The U.S.economy added only 114,000 jobs in July. Economists surveyed by Bloomberg had projected an increase of 175,000 jobs in the month.
The unemployment rate unexpectedly climbed by 0.2 percentage points to 4.3% in July, exceeding all 69 estimates by economists.
Average hourly earnings rose 0.2% on a monthly basis, also less than forecast, and on an annual rate increased by 3.6%–the least since May 2021.
The jump in the unemployment rate triggered the Sahm Rule. Coined by former Federal Reserve economist Claudia Sahm, the rule says that when the average jobless rate over three months is 0.5 percentage point above the 12-month low, a recession is coming. And that’s exactly where we are now. “We’re not headed in a good direction,” Sahm said on Bloomberg Radio Friday.
It’s fair to say the stocks weren’t happy on Friday. The Standard % Poor’s 500 fell 1.84%. The DowJones Industrial Average dropped 1.51% or 610 points. The NASDAQ Composite Index lost 2.43% to enter correction territory. The small-cap Russell 2000 tumbled 3.52%.

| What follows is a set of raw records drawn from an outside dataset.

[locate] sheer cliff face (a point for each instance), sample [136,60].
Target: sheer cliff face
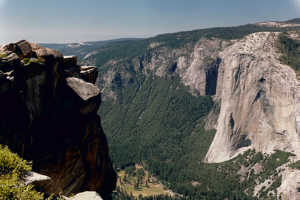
[49,115]
[259,100]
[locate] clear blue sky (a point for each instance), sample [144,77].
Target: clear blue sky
[89,20]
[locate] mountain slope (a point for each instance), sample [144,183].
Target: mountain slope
[163,95]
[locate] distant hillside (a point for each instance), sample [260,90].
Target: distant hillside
[161,104]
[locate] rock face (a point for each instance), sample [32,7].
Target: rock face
[86,196]
[259,101]
[49,115]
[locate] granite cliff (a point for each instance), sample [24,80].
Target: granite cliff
[49,116]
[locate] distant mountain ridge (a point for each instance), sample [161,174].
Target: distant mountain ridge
[176,101]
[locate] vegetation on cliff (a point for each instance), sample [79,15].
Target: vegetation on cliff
[12,170]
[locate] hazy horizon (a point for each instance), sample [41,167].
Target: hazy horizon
[96,20]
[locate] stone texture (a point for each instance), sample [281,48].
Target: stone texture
[258,98]
[85,196]
[52,120]
[89,73]
[70,61]
[33,177]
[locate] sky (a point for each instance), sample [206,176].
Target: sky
[64,21]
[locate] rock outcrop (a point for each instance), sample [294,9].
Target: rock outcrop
[49,115]
[259,103]
[259,106]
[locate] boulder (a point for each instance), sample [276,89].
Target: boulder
[85,196]
[52,121]
[70,61]
[33,177]
[89,73]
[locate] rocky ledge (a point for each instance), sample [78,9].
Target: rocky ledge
[49,115]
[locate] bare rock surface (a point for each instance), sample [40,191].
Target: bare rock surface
[258,100]
[85,196]
[50,117]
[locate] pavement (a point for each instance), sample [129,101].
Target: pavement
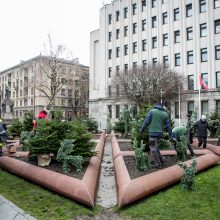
[9,211]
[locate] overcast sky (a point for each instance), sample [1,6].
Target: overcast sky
[25,24]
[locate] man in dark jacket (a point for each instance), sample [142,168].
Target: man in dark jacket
[202,133]
[157,118]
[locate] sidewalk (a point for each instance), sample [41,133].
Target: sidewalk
[9,211]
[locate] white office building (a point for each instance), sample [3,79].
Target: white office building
[182,33]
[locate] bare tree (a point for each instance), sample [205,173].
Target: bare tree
[148,84]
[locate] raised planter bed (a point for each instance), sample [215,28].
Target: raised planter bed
[130,190]
[83,190]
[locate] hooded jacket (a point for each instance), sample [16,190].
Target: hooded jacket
[158,120]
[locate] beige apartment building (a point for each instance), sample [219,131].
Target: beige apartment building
[185,34]
[20,82]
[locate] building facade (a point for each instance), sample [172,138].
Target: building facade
[185,34]
[20,84]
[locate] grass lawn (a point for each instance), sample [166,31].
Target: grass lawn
[40,202]
[173,203]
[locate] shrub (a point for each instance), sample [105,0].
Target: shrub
[65,156]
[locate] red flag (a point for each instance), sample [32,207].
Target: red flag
[202,83]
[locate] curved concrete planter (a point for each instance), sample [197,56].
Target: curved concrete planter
[131,190]
[80,190]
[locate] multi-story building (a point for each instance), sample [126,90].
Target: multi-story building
[182,33]
[23,80]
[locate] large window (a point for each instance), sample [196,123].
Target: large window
[154,22]
[165,39]
[135,47]
[190,57]
[218,79]
[165,18]
[154,42]
[202,6]
[177,36]
[204,107]
[190,82]
[217,52]
[176,12]
[217,26]
[189,10]
[189,33]
[144,45]
[190,107]
[177,59]
[204,55]
[203,30]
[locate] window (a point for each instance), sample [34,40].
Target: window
[202,6]
[190,82]
[125,31]
[218,106]
[189,10]
[190,107]
[109,72]
[204,55]
[117,51]
[135,47]
[109,54]
[143,5]
[117,15]
[176,36]
[144,25]
[176,13]
[205,78]
[117,70]
[216,3]
[217,52]
[154,60]
[117,111]
[117,33]
[165,60]
[134,28]
[189,33]
[125,49]
[165,39]
[204,107]
[125,12]
[154,22]
[177,59]
[203,30]
[63,92]
[217,26]
[109,19]
[176,109]
[134,9]
[125,67]
[144,45]
[218,79]
[165,18]
[153,3]
[110,111]
[190,57]
[154,42]
[109,91]
[109,36]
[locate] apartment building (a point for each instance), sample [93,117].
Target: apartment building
[185,34]
[23,80]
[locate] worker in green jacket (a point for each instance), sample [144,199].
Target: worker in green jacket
[179,131]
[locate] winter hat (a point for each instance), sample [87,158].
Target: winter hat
[42,114]
[203,117]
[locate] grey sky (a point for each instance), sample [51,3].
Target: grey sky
[25,25]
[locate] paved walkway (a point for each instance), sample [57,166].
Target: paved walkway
[9,211]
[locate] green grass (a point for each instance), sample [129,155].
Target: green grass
[39,202]
[173,203]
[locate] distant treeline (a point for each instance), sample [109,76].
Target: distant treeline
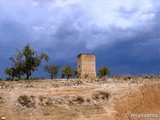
[27,61]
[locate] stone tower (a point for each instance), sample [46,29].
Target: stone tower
[86,65]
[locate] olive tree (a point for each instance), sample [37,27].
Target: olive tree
[25,62]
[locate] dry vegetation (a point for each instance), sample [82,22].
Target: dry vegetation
[85,99]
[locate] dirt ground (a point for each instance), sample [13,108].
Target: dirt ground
[110,99]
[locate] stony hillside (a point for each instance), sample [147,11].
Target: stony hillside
[111,99]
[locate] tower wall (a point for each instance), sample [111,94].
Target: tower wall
[86,65]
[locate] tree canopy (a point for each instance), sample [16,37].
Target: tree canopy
[25,62]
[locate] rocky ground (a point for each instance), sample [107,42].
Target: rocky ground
[110,99]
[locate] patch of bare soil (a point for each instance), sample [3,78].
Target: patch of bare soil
[109,99]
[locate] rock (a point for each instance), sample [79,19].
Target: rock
[3,118]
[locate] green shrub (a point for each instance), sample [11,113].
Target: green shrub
[26,101]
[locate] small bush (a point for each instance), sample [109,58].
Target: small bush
[80,99]
[26,101]
[101,95]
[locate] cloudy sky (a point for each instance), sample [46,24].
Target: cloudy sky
[124,34]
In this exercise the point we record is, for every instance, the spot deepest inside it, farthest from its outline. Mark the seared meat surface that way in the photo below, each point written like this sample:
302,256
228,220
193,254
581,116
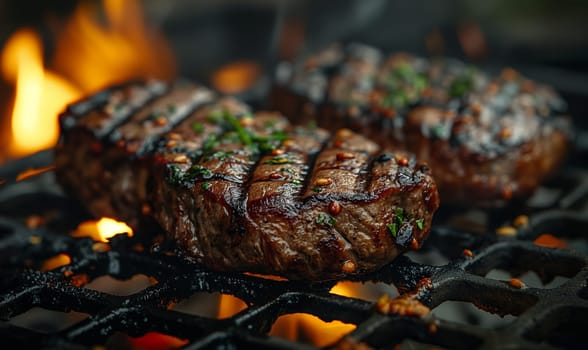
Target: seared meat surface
488,140
244,191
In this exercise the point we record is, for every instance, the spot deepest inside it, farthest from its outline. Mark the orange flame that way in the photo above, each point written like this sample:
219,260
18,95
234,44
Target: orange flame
157,341
102,229
40,94
88,56
236,77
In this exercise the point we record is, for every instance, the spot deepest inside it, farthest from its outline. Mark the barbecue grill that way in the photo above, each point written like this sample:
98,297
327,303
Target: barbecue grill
487,287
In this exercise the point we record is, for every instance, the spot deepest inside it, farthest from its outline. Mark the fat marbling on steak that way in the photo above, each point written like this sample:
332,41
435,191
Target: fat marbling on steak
243,191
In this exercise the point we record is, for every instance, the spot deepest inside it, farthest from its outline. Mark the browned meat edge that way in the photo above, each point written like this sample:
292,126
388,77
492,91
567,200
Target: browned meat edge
241,191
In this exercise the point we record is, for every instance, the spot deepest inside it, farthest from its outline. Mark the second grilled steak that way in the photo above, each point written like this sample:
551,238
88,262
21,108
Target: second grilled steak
488,140
242,191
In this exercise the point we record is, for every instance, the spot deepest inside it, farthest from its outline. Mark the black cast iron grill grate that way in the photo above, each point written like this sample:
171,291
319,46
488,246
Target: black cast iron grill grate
545,317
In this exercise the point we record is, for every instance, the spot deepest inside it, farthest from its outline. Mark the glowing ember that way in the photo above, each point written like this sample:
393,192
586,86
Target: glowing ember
40,94
157,341
550,241
102,229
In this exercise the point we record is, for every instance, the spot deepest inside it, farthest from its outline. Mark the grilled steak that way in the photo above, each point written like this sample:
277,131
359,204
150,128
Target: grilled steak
488,140
243,191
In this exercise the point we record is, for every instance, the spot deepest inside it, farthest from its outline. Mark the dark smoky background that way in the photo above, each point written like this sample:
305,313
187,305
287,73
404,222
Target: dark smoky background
544,39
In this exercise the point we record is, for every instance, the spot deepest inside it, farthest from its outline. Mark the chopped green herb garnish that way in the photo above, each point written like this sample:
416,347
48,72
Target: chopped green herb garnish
399,215
393,230
278,160
215,116
220,155
321,218
198,127
463,83
331,221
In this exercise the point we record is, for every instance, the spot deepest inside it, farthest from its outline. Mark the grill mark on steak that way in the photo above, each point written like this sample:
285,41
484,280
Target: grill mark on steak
141,131
232,190
488,139
102,114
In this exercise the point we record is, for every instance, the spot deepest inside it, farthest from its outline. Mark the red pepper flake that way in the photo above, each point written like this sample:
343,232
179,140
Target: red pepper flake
34,221
132,147
345,155
334,208
348,266
96,147
344,133
161,121
174,136
171,143
414,244
521,221
516,283
405,305
323,181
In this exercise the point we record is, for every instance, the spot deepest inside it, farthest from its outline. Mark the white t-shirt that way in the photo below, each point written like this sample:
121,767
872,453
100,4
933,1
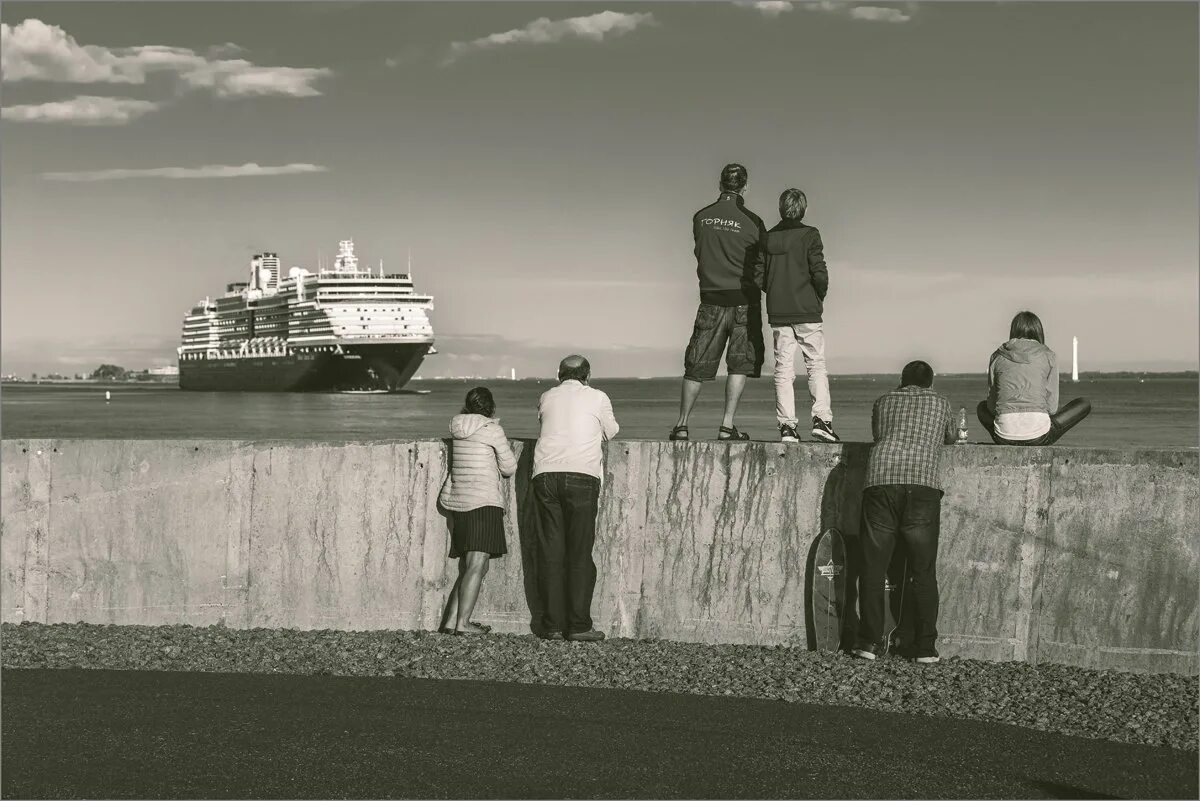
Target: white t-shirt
1020,426
576,420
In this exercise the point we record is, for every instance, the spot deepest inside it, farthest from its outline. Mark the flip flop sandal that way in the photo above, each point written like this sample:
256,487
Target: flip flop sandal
469,633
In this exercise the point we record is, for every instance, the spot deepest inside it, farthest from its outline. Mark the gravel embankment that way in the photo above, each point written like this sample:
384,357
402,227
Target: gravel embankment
1157,710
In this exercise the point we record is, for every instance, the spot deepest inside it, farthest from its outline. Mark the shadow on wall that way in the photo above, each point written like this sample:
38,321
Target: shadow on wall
528,528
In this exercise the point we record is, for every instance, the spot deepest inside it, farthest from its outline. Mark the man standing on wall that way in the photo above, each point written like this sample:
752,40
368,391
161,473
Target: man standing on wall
568,464
796,281
729,253
901,498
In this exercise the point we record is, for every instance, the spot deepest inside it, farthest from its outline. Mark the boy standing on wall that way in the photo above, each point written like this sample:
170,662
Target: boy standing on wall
796,281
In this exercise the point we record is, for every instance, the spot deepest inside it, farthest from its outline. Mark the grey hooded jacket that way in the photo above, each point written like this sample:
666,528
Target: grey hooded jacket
1023,375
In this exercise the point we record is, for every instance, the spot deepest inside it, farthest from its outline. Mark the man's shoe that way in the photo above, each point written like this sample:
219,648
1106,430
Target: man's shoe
591,636
823,431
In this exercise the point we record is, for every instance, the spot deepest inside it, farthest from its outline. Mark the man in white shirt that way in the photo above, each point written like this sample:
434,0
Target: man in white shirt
568,464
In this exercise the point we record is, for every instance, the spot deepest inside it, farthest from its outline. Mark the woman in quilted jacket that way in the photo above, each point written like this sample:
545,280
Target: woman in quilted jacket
480,459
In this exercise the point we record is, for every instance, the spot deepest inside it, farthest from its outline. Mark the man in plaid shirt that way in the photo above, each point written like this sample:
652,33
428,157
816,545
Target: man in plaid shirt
901,497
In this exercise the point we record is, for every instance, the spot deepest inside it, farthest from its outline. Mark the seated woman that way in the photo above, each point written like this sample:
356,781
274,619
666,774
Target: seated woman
1023,390
480,459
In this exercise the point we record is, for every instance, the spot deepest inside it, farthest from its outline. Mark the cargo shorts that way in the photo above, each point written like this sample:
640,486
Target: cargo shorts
735,330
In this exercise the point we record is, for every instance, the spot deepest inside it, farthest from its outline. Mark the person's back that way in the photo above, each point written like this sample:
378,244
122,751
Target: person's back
727,244
575,422
727,238
1021,407
903,503
910,425
1024,378
568,465
479,457
796,279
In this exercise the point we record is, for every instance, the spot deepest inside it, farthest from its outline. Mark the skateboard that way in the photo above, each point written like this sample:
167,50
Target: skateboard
828,589
894,585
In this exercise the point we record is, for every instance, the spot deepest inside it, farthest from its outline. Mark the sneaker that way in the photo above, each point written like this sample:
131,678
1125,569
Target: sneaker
591,636
823,431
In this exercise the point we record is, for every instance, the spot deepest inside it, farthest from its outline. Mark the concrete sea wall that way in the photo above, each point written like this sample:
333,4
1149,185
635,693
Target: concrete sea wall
1075,556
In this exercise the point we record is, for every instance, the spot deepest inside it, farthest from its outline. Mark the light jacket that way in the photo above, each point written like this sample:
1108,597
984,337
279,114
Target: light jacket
1023,375
576,420
479,456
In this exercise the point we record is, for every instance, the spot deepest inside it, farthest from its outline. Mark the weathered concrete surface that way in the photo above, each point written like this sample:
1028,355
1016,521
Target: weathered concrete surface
1079,556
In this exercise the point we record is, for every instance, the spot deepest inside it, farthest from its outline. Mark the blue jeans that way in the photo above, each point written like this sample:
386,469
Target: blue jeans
912,513
567,573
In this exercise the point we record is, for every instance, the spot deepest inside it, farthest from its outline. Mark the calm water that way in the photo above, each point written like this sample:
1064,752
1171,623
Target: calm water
1156,413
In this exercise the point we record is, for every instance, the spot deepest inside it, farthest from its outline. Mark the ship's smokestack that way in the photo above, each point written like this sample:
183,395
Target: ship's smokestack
256,264
270,265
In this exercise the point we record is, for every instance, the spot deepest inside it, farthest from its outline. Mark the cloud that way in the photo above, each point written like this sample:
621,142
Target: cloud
879,14
772,7
549,31
85,109
34,50
864,13
210,170
240,78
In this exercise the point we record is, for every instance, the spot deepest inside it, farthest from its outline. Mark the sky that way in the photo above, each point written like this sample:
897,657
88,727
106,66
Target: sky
541,162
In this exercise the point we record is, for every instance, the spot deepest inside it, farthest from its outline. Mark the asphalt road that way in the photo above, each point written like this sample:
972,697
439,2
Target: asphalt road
184,735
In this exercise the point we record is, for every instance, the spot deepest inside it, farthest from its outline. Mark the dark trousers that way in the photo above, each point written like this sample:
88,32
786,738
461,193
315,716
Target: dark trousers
567,574
1061,422
911,513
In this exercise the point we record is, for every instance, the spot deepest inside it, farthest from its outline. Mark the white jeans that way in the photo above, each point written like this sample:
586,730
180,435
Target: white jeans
810,339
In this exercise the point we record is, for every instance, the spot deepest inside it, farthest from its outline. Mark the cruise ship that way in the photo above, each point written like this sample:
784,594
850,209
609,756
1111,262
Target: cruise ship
341,329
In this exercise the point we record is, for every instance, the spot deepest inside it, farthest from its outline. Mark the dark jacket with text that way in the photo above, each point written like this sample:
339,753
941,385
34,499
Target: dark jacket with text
793,275
729,251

Bonds rallied and yields fell as the bond market priced in not just a September cut in interest rates but the possibility of three cuts in 2024. Including a 50 basis-point cut, instead of a business as usual 25 basis points, in September. Two-year Treasury yields plunged as much as about 30 basis points, and finished the day at 3.88%. The yield on the 10-year Treasury fell to 3.79%.